La Ville de Genève, acteur culturel de premier plan dans la cité, en plus de soutenir très largement le Grand Théâtre de Genève, l’Orchestre de la Suisse Romande, l’Orchestre de Chambre de Genève, peut se targuer d’avoir sa propre programmation de concerts avec la série « Concert du Dimanche ».

Hong Kong Sinfonietta © HK Sinfonietta Ltd
Hong Kong Sinfonietta
© HK Sinfonietta Ltd

C’est dans le cadre de cette série de concerts que nous sommes conviés à entendre la Hong Kong Sinfonietta, orchestre créé en 1990, sous la baguette de Yip Wing-Sie, sa directrice musicale depuis 2002. Formée au Royal College of Music de Londres et à l’Université de Bloomington aux États-Unis, elle est aussi cheffe résidente de l’Orchestre Philarmonique de Hong Kong.

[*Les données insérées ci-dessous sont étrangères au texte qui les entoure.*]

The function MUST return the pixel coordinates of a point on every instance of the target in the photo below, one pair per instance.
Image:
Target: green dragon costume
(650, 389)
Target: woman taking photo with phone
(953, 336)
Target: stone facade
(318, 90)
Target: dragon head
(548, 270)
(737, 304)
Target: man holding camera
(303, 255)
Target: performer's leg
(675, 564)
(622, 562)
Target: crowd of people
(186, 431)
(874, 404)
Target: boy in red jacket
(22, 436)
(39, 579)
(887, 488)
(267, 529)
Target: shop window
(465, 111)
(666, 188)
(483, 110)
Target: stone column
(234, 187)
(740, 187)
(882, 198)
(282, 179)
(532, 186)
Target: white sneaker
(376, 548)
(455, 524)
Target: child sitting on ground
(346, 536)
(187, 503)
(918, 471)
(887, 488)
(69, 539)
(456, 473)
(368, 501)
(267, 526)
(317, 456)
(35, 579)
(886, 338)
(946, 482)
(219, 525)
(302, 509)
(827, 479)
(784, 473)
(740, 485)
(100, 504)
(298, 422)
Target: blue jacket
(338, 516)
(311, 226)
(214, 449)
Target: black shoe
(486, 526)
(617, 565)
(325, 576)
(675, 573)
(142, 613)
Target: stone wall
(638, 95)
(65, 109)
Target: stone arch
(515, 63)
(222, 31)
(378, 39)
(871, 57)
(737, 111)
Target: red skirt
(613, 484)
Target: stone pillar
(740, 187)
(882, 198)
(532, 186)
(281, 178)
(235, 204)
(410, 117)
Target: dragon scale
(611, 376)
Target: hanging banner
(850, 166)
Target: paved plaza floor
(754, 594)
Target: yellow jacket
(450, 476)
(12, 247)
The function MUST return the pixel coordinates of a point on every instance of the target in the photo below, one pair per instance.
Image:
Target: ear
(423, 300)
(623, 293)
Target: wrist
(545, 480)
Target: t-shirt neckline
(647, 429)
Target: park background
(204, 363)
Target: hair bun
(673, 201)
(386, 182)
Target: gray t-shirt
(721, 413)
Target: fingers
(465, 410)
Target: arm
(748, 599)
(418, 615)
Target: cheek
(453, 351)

Nous prenons connaissance des timbres de cette phalange par le beau Clear Light (2015) de la compositrice Joyce Wai-Tchung Tang, présente lors du concert. Pièce assez contrastée entre aplats de cordes et interventions des vents et bois notamment, ponctuant le propos.

C’est avec le Concerto pour clarinette en la majeur de W.A. Mozart que nous entrons dans le vif du sujet, et soudain on perçoit que « ça sonne un peu mou »… Les basses sont peu expressives, les violoncelles peu colorés. Bien sûr le son chatoyant de Paul Meyer, soliste internationalement reconnu, ne peut que plaire, ses interventions, très musicales, font apparaître une foule de nuances.

L’adagio, malgré le solo très inspiré, fait apparaître un manque généralisé de couleurs et d’imagination musicale dans la direction, et l'on déplore, lors de l'exécution de cette page sublime, un manque de relais à l’orchestre : dommage.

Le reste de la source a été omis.